Takes an hour to the GG Bridge in the best of traffic and some minor disregard for the speed limits.
How Learning Languages Turned Die By Wire's Heroine Into A Sniper
"Love tulips, puppies, long walks on the beach, fine wine, foreign travel and killing bad, evil mofos." — From Mira Longbow's profile at her Guardian Sniper blog
Without a gift for languages, Mira Longbow would never have become a Guardian Sniper, and would never have been the heroine and star of Die By Wire. When we look back, we can all see that the trajectories of our all lives have their arcs nudged and altered by actions and events beyond our control. We can turn these to our advantage only by recognizing them.
The following excerpts show the series of linguistic events that led Mira Longbow to the present day.
WHY SO MANY EXCERPTS FROM SO MANY CHAPTERS?
Too much explanatory material slows down the action. Plus, it would read like a resume, not a thriller.

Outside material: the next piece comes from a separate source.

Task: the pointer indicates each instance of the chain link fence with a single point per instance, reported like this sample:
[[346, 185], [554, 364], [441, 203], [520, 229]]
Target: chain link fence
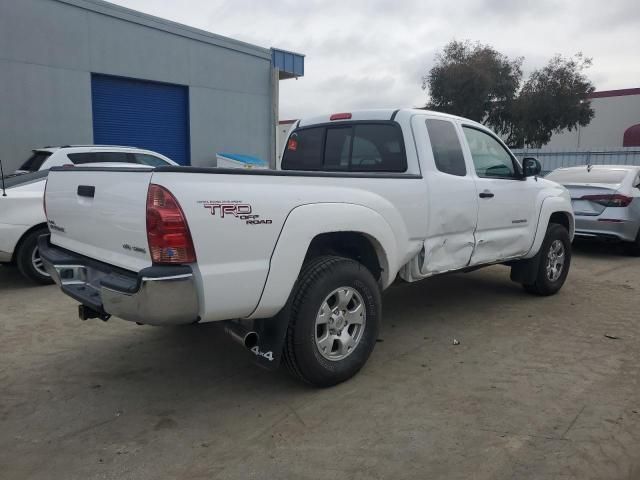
[[551, 160]]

The trick is to keep the explanations short and to work them into the action, in a context that makes sense.
Alas, favorite parts often run too long and have to be edited out. In the very last part on how Mira learns languages, I have followed the final text from the book with the full text in the previous draft. The objective in the edits is to cut in a way that retains the a sense of the character.
Finally, these excerpts are, obviously, without context. I have added some context by [putting words in italicized brackets.] One other bit of important context that has nothing to do with foreign languages: Mira grew up in the Finger Lakes region of Western New York State and learned deer hunting from her father. Mira had a reputation of being a dead shot even then. She graduated from Corning Community College with a degree in criminal justice and had been accepted to the New York State police academy. She enlisted in the U.S. Army on 9/12.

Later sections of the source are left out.